Above: The Bumless Beauties by James Sayers/Thomas Rowlandson, published by S.W.Fores, London, 1788. Lewis Walpole Library, Yale University

*Why two names? Here's the answer.

5 comments:

Julia said...

Isn't it amazing how the female silhouette expands and shrinks over the decades? Jane Austen's empire dresses which the caricaturists seem to be gleefully happy to draw as very, very bottom-heavy, but with rather simple hair-dos and caps. Then suddenly that huge behind disappears (rather like a slim-fast animation) and instead the upper body sprouts these huge puffs of fabrics (maybe the bum was pawned off to pay for all that?) and the hair and caps explode along with it. And now the Victorian fashion is looming ahead, with (you wish) tiny waists and the skirts spreading out more and more. And more. (But the hair is shrinking back into neat, dark, smooth arrangements.) Then the whole below-the-waist bulk shifts again end of the 19th century and absolutely disappears with the golden twenties, and then even more when Twiggy comes along. In the fifties we get another sudden expansion of the skirts (maybe those huge Victorian things were hiding somewhere all the time?) and then come the eighties and suddenly the hitherto more or less modest breasts swell out like whoa.

I love to think what some alien life form, seeing all these fashion pictures, would make of it. Maybe evolution works much faster for the female species, so it can adapt to changing environments by padding different parts of it's body, depending on whether stumbling and falling on your behind or being hit by falling fashion-magazines (so that's what a fashion victim is!) is more likely?

Or maybe it's a very slow life-cycle, and those huge skirts of the 1860ies was were the young of the species were kept till the hatched, and then at first they were very skinny until in the 1950ies they started to mature and grow large skirts of their own?

Do the females have the strange ability of shifting 50% of their bodies around?

What a very curious species.

textilehistorIE said...

Great comment Julie.

The abandoning of hoops that you mention makes me think of 1850s hoops, ie that they didn't stay away that long.
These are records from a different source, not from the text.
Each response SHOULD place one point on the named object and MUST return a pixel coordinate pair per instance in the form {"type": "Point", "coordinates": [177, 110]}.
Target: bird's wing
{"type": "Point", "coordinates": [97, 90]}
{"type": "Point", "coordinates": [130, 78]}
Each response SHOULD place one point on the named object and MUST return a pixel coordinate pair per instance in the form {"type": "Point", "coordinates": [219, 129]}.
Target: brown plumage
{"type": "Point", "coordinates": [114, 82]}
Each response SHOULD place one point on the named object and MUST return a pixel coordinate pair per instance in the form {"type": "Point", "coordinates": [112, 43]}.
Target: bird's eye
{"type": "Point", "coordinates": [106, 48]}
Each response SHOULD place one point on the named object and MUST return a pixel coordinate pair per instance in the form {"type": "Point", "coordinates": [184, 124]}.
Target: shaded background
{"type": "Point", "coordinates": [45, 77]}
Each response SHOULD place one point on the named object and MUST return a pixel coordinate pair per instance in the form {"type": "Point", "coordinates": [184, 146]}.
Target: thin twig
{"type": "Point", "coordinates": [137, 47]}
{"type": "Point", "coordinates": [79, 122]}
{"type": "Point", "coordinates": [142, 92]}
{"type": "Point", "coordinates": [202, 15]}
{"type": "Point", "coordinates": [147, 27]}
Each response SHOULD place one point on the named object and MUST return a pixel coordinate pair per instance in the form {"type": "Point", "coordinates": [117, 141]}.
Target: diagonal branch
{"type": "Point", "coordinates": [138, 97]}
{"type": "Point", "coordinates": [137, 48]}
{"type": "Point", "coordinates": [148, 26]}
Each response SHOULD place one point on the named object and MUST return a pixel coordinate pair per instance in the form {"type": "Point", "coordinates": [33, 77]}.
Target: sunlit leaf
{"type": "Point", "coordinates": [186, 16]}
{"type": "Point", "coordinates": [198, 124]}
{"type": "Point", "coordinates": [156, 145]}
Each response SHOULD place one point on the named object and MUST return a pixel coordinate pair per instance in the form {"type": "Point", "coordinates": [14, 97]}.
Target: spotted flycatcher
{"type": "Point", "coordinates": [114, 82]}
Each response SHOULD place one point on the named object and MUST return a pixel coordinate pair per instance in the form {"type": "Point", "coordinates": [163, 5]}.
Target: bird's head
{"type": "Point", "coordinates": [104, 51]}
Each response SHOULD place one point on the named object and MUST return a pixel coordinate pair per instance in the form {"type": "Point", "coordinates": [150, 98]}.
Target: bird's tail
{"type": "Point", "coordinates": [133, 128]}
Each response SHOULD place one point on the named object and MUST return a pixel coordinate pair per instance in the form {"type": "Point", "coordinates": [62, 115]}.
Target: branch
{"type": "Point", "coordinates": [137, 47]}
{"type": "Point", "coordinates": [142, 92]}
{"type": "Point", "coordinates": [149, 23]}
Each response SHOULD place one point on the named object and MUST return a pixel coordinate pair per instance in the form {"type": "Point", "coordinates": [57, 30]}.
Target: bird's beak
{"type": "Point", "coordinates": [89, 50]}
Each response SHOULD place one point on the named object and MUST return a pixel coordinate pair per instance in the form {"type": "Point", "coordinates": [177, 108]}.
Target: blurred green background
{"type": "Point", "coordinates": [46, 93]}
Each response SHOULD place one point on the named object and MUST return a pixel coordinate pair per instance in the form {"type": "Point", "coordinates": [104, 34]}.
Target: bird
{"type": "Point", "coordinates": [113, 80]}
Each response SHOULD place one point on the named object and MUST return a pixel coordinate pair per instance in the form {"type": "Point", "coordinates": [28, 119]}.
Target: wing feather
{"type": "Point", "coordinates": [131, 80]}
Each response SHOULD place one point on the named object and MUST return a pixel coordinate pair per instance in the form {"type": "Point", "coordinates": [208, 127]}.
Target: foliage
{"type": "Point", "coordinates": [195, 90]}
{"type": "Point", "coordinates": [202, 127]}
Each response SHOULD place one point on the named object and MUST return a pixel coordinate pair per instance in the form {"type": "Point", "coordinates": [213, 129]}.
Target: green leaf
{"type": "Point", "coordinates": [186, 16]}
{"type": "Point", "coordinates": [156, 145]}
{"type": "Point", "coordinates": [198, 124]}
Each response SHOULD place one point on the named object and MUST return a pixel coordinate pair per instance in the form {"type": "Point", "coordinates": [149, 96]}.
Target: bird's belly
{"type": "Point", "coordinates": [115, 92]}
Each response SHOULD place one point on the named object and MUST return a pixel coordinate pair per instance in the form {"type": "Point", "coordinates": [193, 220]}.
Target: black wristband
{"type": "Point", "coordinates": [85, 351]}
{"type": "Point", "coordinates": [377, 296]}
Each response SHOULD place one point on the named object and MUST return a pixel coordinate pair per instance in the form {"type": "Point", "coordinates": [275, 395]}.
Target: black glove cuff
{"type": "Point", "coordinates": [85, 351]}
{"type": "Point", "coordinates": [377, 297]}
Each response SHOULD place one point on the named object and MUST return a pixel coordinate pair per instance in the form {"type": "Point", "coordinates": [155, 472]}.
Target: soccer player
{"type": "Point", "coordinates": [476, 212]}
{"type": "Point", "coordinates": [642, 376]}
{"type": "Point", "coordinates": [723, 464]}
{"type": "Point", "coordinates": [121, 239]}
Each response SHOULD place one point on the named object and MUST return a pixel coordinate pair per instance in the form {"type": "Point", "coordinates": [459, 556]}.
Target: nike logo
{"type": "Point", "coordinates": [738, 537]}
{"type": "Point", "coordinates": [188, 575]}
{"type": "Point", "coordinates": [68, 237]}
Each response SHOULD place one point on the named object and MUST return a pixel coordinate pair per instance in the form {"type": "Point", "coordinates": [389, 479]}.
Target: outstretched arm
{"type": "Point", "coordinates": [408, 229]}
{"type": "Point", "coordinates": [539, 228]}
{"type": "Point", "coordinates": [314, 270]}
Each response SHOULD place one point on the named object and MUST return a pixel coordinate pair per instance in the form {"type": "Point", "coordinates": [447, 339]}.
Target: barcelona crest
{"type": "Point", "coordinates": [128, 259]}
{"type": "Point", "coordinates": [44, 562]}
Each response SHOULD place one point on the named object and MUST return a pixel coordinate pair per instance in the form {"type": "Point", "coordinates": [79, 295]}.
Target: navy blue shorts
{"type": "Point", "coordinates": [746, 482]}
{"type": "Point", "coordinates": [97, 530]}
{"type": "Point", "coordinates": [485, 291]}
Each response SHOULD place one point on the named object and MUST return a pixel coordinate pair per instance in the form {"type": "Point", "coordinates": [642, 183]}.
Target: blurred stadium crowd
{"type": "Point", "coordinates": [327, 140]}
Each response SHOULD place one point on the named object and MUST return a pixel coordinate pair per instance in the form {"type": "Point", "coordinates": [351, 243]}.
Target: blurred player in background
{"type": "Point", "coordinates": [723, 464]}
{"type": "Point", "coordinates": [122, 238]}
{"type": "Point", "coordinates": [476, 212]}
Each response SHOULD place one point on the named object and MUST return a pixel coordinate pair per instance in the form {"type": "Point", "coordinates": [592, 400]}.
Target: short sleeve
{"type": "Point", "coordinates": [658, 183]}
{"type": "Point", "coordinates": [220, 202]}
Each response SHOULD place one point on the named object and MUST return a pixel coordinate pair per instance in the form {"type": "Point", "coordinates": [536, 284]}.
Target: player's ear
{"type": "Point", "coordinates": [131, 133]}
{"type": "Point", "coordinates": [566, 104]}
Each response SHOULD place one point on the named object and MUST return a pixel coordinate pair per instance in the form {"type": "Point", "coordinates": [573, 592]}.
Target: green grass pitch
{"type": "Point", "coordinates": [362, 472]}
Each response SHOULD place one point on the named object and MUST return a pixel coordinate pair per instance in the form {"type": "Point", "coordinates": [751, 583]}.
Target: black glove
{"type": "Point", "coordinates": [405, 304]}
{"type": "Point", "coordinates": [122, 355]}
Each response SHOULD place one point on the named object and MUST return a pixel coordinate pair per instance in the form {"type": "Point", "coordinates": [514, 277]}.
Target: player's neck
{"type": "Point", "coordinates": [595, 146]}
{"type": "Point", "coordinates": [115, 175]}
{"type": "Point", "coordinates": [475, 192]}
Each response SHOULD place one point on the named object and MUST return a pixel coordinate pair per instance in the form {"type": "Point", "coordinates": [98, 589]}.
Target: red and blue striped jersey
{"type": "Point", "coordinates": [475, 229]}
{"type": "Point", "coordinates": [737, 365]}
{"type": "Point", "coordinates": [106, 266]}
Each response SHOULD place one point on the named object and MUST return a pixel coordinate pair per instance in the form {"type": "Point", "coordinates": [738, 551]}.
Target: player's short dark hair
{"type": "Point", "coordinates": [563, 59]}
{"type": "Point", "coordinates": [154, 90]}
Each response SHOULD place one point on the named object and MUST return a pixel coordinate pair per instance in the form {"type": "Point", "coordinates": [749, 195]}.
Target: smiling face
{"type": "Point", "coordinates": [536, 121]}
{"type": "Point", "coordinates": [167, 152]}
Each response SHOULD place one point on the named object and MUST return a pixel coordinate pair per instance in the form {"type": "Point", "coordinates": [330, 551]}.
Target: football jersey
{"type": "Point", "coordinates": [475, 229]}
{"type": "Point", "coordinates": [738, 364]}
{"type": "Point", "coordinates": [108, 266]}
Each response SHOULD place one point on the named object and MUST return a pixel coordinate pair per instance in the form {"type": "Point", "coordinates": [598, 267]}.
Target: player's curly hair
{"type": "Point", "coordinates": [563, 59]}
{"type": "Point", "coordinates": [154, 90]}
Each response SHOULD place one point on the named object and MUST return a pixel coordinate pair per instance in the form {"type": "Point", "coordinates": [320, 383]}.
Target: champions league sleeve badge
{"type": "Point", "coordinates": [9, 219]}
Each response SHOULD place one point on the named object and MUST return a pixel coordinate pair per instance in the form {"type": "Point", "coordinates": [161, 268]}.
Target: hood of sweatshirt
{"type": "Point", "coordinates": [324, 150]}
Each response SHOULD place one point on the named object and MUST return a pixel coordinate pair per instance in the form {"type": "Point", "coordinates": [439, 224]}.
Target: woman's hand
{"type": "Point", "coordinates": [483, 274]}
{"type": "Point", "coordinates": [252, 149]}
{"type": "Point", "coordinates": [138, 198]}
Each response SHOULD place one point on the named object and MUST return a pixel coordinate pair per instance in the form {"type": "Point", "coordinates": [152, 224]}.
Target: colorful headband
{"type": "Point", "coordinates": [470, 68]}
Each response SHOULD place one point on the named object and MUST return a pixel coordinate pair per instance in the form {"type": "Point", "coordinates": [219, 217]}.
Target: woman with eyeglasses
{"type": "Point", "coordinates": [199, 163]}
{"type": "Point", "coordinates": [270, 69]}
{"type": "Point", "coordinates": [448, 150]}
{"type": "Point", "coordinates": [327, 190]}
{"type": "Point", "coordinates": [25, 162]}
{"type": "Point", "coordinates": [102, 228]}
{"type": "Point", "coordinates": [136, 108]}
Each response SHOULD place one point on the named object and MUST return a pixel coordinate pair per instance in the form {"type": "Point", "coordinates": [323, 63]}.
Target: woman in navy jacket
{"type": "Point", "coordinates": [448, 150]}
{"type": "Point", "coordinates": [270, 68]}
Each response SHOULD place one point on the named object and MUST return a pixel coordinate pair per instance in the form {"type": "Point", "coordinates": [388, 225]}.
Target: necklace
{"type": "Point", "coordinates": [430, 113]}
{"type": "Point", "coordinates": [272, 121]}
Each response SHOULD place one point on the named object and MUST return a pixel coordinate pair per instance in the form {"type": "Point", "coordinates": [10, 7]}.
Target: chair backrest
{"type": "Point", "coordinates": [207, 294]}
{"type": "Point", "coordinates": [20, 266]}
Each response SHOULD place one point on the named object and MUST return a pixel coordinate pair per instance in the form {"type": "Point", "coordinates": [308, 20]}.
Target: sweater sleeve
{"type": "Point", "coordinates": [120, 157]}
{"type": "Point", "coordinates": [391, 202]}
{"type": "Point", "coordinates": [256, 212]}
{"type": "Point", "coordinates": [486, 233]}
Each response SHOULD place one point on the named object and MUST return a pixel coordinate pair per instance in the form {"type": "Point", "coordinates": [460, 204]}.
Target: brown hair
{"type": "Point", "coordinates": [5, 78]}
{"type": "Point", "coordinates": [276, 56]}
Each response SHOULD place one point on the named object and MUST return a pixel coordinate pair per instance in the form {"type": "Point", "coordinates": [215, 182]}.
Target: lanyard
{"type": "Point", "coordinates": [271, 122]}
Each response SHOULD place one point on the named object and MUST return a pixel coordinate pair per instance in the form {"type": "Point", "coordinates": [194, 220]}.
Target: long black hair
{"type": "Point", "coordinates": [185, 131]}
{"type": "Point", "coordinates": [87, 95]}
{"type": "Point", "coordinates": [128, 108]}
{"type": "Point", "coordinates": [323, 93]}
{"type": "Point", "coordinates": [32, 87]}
That and the fact that I'm eating up my North and South box set at the moment.

Would love to see a graph charting skirt widths in the last 300 years.

Julia said...

hi textilehistorIE,

oh dear, now you started an idea with me. I mean, making the pictures wouldn't be hard... that's what I love and fear this blog for: it gives me wonderful inspirations and terribly time-consuming ideas.

bluffkinghal said...

What is that huge thing falling in the front of the woman to the right? At first glance, I thought it was her drooping breasts, but a closer look makes me think it is some kind of mitts!

Isabella Bradford/Susan Holloway Scott said...

King Hal - Believe it or not, it's a giant fur muff - very much in fashion at the time. The skirts and bums may have disappeared, but hats, kerchiefs, and muffs went berzerk.